Will County Circuit Judge Amy Bertani-Tomczak said she would rule Dec. 3 whether to dismiss the 10 counts of child pornography against Brouillette, 57. His attorneys, Patrick Reardon and Mark Solock of Chicago, argued that prosecutors failed to prove his guilt conclusively.

Bertani-Tomczak took the motion for a directed verdict of acquittal under advisement Tuesday after Assistant State's Atty. John McCabe concluded his prosecution of Brouillette.

McCabe told the judge that "incredibly strong circumstantial evidence" links Brouillette to an Internet exchange of child pornography with a New Hampshire police investigator who posed as a trader in an on-line chat room.

"These chats are associated with (Brouillette's) personal (Internet provider) account in his name," McCabe said. "There is strong circumstantial evidence that points to him and him alone."

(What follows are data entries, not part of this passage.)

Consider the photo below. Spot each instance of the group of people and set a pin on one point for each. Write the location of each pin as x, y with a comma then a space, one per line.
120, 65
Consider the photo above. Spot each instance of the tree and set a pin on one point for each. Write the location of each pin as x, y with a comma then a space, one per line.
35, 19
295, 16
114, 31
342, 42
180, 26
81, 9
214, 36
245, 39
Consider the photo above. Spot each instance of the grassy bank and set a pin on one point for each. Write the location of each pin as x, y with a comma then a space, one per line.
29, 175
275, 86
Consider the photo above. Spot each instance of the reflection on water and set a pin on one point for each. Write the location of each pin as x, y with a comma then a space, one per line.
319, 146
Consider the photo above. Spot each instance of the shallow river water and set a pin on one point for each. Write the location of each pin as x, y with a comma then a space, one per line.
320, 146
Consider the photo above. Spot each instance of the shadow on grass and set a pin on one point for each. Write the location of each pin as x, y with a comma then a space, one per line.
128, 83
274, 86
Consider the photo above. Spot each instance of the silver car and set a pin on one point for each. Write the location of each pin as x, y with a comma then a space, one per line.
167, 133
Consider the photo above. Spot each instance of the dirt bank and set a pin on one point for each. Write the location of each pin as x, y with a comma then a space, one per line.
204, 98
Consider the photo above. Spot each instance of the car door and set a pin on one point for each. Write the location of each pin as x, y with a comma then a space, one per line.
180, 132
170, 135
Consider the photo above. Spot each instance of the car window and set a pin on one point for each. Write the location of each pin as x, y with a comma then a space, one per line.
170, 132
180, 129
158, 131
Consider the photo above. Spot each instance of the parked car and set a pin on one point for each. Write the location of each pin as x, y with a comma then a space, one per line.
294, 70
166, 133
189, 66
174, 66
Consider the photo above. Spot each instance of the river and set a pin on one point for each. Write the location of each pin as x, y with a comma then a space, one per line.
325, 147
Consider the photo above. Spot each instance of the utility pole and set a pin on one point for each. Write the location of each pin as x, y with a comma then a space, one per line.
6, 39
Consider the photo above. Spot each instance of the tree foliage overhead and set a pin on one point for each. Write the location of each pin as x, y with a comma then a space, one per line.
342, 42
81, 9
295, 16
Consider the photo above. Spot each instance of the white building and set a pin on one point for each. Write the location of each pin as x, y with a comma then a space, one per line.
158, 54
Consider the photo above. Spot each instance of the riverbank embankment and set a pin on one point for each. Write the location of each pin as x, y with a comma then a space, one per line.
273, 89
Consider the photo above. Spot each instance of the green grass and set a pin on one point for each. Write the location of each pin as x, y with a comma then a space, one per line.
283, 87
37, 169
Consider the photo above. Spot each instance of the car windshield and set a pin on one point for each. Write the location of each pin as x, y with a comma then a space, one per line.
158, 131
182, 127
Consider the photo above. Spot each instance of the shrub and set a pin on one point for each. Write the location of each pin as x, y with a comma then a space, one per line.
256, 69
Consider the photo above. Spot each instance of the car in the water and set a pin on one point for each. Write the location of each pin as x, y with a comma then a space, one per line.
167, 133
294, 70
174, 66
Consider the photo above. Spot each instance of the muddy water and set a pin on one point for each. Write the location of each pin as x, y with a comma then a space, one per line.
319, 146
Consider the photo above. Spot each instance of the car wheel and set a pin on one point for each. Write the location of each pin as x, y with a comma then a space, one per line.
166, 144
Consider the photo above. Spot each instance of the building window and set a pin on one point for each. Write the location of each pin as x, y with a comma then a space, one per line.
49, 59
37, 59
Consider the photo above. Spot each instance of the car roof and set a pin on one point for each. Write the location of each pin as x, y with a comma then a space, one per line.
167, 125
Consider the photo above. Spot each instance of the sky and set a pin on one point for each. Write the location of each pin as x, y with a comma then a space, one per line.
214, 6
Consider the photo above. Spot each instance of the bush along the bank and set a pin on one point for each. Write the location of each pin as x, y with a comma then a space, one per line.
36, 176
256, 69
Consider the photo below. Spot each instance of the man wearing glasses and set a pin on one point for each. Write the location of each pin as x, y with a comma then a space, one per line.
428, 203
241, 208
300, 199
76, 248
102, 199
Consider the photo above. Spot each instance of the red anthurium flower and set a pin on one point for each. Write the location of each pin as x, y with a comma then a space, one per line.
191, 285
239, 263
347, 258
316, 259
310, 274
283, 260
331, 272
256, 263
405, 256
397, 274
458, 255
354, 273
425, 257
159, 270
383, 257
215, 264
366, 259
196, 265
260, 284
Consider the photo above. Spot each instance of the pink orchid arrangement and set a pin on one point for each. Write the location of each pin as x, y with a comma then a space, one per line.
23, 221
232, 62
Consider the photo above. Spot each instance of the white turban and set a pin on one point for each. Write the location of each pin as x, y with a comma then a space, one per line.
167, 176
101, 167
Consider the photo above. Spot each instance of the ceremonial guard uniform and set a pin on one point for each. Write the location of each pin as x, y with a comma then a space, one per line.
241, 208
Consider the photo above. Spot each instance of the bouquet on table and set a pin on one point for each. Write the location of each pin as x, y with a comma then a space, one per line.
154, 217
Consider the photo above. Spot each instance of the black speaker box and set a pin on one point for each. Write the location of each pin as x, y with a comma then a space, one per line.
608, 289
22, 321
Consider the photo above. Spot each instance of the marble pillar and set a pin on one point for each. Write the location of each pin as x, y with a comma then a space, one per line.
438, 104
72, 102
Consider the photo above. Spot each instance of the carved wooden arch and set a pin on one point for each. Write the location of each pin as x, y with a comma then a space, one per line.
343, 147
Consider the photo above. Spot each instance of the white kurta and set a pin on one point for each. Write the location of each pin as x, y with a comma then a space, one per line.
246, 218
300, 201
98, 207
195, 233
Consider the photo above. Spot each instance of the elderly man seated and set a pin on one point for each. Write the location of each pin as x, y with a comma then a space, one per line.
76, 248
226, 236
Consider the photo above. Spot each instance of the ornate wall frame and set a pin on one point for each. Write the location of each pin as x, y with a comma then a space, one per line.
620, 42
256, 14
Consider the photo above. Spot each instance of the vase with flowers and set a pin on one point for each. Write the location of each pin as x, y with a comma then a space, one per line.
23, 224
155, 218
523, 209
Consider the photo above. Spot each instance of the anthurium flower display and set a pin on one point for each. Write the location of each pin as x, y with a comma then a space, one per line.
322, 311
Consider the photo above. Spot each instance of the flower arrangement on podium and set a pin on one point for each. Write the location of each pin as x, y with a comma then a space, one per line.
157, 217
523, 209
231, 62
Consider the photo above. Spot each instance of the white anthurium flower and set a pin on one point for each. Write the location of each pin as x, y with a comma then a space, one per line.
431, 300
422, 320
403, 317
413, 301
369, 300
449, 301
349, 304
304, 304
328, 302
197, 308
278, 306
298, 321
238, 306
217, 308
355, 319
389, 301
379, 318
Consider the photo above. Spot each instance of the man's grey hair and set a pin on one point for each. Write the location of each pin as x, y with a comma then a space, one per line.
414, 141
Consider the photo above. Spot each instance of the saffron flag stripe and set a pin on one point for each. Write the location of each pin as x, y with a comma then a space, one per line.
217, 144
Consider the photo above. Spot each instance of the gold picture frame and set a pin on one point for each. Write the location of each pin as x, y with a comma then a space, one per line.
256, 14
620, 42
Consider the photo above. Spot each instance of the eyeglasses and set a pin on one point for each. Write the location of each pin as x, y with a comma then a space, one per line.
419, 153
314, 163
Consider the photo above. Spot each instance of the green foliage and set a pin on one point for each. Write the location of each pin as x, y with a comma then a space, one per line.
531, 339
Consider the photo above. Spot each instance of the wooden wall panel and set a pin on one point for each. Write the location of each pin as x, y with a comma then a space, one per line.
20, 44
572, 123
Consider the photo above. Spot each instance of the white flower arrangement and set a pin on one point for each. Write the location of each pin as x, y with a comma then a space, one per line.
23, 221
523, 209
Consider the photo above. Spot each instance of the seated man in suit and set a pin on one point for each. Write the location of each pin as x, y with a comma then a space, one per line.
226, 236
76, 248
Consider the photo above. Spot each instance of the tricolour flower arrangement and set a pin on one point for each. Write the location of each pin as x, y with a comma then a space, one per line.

Some of the sexually explicit images allegedly sent to the undercover officer in New Hampshire via the Internet were among the roughly 400 images on computer disks seized by police, McCabe said.

The person sending the images used Brouillette's provider account and a telephone line traced to the Joliet residence he shared with three other members of the Christian Brothers religious order.

In response to McCabe's contention that Brouillette admitted to police he had swapped sexually explicit images via the Internet as far back as 1995, Reardon argued that "an admission of some wrongdoing at some time in the past does not infer admission of the wrongdoing as charged."

Reardon said the attempt by McCabe to link what he called "a compulsive behavior to collect" with intent to disseminate child pornography "is a big stretch."

In asking for acquittal, Solock also asked Bertani-Tomczak to consider that prosecutors failed to offer any medical testimony that the people depicted in the computer images presented in the case were children.

McCabe said he will supplement the court record with several appellate court opinions that show such expert testimony isn't necessary when the factual basis of what is depicted in the pictures can be ascertained through common sense.

"Beyond a reasonable doubt, these are images of children," McCabe said.

Brouillette reportedly led police on a search of his room in Joliet on the same day in April 1998 that he was arrested in Burbank and charged in Cook County with indecent solicitation of a child.

The computer disks taken from the room and the images of child pornography they allegedly contain led to his arrest in Will County in August 1998.

Brouillette's trial in Cook County won't be scheduled until after disposition of the Will County case, according to his attorneys.

He is free on $45,000 combined bond in the two counties.